The fourth, fifth and sixth exceptions are practically the same and are to questions and answers, asked of the witness Miller, on cross-examination.
The exceptions to the admission of this evidence, we think, were properly taken. The questions were improper on cross-examination and the testimony elicited was not relevant to the issue in the case. It was calcuted to mislead the mind of the jury. The height of the wires above the surface of the ground in the streets of Annapolis and their distance above the level of the streets, could furnish no correct guide, in determining the proper disposition of the wires on a bridge over Spa Creek. And whether or not they were suspended like those on Light Street Bridge, Baltimore, had no bearing whatever upon the issue in this case. There was error in these rulings and it would be idle to hold the admission of *Page 457 this character of evidence was "error without injury." Sims v.American Ice Co. 109 Md. 72.
We come to the rulings on the prayers and shall request the reporter to set out the plaintiff's prayers in the report of the case. The plaintiff's two prayers were granted. The defendant's first, second, fourth and sixth prayers were refused, and the third, fifth and seventh were granted. The defendant's prayers contain the same legal propositions presented on the former appeal and what we said in regard to these prayers on that appeal, we find applicable here.

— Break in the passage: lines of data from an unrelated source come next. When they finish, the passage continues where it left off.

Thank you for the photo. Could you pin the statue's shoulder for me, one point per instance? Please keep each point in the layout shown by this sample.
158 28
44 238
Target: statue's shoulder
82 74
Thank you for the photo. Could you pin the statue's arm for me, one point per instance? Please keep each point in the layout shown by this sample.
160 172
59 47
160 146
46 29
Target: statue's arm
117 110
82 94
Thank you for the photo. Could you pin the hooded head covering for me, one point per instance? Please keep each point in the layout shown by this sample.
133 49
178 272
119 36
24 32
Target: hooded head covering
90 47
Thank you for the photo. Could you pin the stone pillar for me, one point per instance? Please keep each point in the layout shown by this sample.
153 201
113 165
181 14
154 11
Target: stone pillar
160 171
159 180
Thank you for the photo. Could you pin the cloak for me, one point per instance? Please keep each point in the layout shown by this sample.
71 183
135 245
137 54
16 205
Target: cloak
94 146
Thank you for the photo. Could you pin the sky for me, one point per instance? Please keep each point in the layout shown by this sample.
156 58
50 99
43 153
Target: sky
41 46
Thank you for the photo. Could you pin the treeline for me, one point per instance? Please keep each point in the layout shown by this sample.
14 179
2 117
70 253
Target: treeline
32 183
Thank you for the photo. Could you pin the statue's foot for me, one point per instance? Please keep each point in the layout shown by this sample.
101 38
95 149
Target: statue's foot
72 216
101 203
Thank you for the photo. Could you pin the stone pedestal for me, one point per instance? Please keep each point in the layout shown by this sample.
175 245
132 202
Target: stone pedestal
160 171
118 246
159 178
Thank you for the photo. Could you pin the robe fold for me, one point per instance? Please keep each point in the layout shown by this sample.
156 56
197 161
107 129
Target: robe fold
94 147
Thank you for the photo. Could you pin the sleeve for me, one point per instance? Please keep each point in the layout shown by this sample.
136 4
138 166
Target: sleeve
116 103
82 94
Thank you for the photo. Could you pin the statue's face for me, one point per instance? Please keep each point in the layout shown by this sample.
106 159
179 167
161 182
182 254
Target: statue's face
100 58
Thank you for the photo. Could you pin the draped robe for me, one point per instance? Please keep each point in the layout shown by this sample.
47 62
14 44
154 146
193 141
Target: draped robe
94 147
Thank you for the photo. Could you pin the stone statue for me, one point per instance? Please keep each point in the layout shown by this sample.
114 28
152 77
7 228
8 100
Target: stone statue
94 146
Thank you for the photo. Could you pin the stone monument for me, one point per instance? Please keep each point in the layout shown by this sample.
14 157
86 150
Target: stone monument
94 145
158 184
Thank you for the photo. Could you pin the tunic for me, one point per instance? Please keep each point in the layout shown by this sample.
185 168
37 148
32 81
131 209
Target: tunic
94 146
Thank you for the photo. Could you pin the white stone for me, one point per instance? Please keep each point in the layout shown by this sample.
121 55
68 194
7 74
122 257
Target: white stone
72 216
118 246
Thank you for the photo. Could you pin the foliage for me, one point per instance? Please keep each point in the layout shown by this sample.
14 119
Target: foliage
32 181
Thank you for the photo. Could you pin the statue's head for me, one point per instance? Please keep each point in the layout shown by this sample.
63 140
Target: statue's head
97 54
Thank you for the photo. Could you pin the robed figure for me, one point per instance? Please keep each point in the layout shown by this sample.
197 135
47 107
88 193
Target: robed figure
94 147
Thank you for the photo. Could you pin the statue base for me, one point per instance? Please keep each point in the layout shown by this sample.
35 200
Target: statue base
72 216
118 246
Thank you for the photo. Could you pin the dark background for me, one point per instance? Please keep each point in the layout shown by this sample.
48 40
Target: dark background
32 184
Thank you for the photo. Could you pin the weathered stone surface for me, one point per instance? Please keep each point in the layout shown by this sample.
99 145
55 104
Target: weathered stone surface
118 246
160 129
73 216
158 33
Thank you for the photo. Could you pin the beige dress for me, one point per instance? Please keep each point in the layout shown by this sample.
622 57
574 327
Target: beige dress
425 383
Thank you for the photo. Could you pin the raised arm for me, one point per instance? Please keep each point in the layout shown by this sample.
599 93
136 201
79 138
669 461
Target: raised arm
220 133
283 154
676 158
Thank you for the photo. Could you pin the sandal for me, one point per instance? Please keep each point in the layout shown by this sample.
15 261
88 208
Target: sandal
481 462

The defendant's granted prayers we think, gave it all the law to which it was entitled and for the reasons stated on the former appeal its other prayers were properly rejected.
The plaintiff's first prayer, it will be seen was not properly framed, and the omission of the words "Defendant," and "could have" in the body of the prayer, renders it somewhat vague and unintelligible. The vice of the prayer, however, consists in locating "the place where the plaintiff was injured as testified by the plaintiff's witnesses" alone. The prayer was entirely too general and indefinite. It ignored the theory of the defendant's case, and the testimony offered in its support.
While the trial Court is not bound to modify instructions submitted by counsel so as to make them correct statements of the law, the Court should refuse an incorrect prayer, not sanctioned by the rules of law. Dodge v. Hughes Co., 110 Md. 382;Birney v. Tel. Co., 18 Md. 357; Hutzler v. Lord,64 Md. 534.
The plaintiff's second prayer was the usual damage prayer, but there was no proof whatever in this case to support the hypothesis of fact stated in the prayer that the plaintiff's injury was permanent.
The defendant's special exception to this prayer, on the ground there was no evidence that the injuries complained of are permanent in their nature should have been sustained and the prayer refused. There was no evidence upon which this instruction could be based, and it is error to grant an *Page 458 instruction upon any proposition, when there is no proof to sustain it.
Similar instructions have frequently been disapproved and held to be erroneous and prejudicial by this Court. Long v. Eakle,4 Md. 454; Balto. v. Poultney, 25 Md. 18; Wilson v.Merryman, 48 Md. 328.
The eighth bill of exception purports to present an objection by the defendant to a "line of argument" on the part of the plaintiff's attorney "in the course of the argument of the case," but it does not state any ruling of the Court thereon. It is, therefore, immaterial for us to express any opinion as to the statement set out in the record.
For the errors indicated, the judgment will be reversed and a new trial will be awarded.
Judgment reversed, and a new trial awarded, with costs.